Capturing the Dead
You were the last one in before the boarded the place up,
the last one to see, to capture the abandonment
of twenty plus years.
You remember the day well. It was fate, A whisper.
You had passed it for a decade or more,
seeing it in the distance as you sped down the highway
to other places more pressing.
But this day, the whisper came. “Now. Today”
and you pulled over. Walked the half mile
through massive parking lots cracked
with grass growing in lines and squares.
No need to climb the fence, it had long since
been pulled down by time and vandals.
Even from a distance, you could see the graffiti
and walls of broken glass.
It swallowed your afternoon. You could hear
the voices of the race goers, the calls of barkers,
the lines at the betting booths. But only for a second,
After that, there was only the wind
and the sound of broken glass,
still falling after all this time. Punctuation points.
You took pictures. It is what you do
in places like this. Empty, broken, abandoned places.
You take pictures. Death images
like some macabre Victorian photographer,
capturing the dead.
And then you left. Back through the empty lots.

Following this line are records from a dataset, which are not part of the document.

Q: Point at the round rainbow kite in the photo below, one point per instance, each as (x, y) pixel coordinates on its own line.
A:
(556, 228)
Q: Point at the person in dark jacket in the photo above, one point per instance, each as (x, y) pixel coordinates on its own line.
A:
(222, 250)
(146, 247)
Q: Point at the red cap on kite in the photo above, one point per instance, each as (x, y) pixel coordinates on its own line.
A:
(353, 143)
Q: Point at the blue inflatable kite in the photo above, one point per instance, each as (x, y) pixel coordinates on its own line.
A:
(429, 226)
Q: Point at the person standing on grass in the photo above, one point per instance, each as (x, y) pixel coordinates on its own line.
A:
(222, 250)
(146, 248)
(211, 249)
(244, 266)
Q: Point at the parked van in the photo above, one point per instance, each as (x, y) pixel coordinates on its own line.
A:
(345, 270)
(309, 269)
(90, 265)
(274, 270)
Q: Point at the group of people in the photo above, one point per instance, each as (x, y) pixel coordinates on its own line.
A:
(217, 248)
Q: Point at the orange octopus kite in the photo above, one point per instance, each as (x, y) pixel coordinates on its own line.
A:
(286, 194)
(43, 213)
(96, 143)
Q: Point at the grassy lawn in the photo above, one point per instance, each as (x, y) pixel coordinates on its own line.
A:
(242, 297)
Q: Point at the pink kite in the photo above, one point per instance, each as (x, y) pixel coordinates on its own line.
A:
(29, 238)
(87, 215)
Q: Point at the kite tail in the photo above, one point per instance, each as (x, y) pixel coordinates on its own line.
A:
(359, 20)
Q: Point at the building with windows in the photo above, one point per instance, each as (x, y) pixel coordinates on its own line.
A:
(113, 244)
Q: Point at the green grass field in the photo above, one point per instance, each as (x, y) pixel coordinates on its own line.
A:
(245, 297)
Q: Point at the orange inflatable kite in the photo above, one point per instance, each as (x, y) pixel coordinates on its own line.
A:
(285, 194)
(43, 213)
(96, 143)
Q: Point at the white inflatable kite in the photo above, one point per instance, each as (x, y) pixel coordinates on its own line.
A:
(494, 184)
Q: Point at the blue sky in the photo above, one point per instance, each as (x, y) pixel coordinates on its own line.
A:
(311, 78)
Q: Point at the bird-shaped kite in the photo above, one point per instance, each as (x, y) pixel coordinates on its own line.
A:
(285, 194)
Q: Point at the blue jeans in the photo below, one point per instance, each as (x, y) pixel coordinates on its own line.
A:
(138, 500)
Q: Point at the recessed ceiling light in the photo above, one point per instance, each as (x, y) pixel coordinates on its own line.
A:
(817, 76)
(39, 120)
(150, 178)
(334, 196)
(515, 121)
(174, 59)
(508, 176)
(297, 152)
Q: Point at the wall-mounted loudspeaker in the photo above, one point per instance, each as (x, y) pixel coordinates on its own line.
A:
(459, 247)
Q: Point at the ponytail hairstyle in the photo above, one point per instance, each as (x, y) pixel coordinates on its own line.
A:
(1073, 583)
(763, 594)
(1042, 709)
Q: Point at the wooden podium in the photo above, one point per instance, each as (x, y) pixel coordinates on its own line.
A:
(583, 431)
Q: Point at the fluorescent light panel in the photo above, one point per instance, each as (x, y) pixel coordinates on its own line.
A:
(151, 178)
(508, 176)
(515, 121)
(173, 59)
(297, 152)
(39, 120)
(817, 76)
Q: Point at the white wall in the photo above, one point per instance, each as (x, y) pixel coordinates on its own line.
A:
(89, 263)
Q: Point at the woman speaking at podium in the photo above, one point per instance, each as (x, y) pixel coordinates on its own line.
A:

You never made your destination. Maybe this was it,
Two days later you read how it was sold. Carpenters arrived,
boarding it up, leaving you the final thief.
Melancholy and Victorious both.
Nothing is ever simple.
Least of all, you.
About this poem
The story about the racetrack is true. And the lack of simplicity is true. There really was a school of photography in the Victorian age that took pictures of the dead, posed as if they were still alive, as a remembrance. The fad lasted about two decades.
We all should listen to that voice that says. “Now.” more often. There’s generally a reason.